Corría el año 1920, y a la sombra de un artista al que llamaban “El Gran Lester”, la ventriloquía se convertía en un floreciente espectáculo que llenaba las salas de los principales teatros de los Estados Unidos. Entre todos los ventrílocuos de la época, hubo uno que, a pesar de que decían de que su espectáculo no era demasiado brillante, consiguió hacerse famoso en un corto espacio de tiempo.  Era Mccarthy, un ventrílocuo cuyo acto era simple, pero cautivaba a todo el que lo atestiguaba, el acto era simple porque hacía uso de solo un personaje durante toda la función: Edgar, un muñeco que representaba a un niño regordete entre los 9 y 10 años de edad, pero con rasgos muy extraños que lo hacían imposible de no mirarle, sus manos demasiado reales, su boca muy expresiva, y su estatura muy distinta a la de un muñeco de ventrílocuo habitual.
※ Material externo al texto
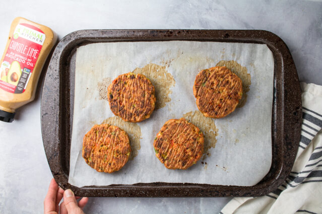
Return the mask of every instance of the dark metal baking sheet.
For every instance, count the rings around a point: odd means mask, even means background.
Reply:
[[[76,52],[89,43],[198,41],[265,44],[274,59],[272,115],[272,161],[265,177],[252,186],[154,182],[78,187],[68,183],[72,139]],[[54,178],[63,189],[86,196],[257,196],[280,186],[291,171],[297,151],[302,118],[301,90],[292,56],[285,43],[261,30],[89,30],[73,32],[56,47],[47,70],[41,98],[41,130]]]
Edgar era más alto y sus ojos, que aunque eran los de un muñeco de madera, reflejaban un vacío que hacía difícil mantener una sola mirada sin bajar la vista o dirigirla a otro sitio.

Mccarthy nunca dejó que nadie se acercara a Edgar. Eran muchos los que pensaban que era por causa de brujería que el muñeeco pudiera hablar sin mover los labios, y la fama en torno  a la posible influencia demoniaca sobre Mccarthy y Edgar llego a tal punto que muchos padres prohibían a sus hijos asistir al espectáculo. El ventrílocuo despertaba al mismo tiempo tanto admiración como miedo y odio.

Cierta noche, que había viajado a presentar su espectáculo en Nueva York, alguien llamó a la puerta del camerino de McCarthy, este no abrió. Preocupados llamaron a la policía que se acercó hasta el lugar y al entrar se encontró al ventrílocuo con el cuello destrozado y 27 puñaladas, sus ojos arrancados a un metro de distancia, y junto a él un baúl cerrado.  Al abrir el baul encontraron al muñeco Edgar, que provocó extraños escalofríos a los policías. Al examinar el muñeco de cerca se dieron cuenta de que era un niño de verdad… O al menos el cadáver de un niño de verdad, con una horrible mascara de latex que le cubría su pequeño rostro pálido.

Nunca se descubrió quien asesinó a Mccarthy, ni cual era la identidad del niño, ni tampoco como se las ingenió el ventrílocuo para conservar un cadáver en perfecto estado durante meses.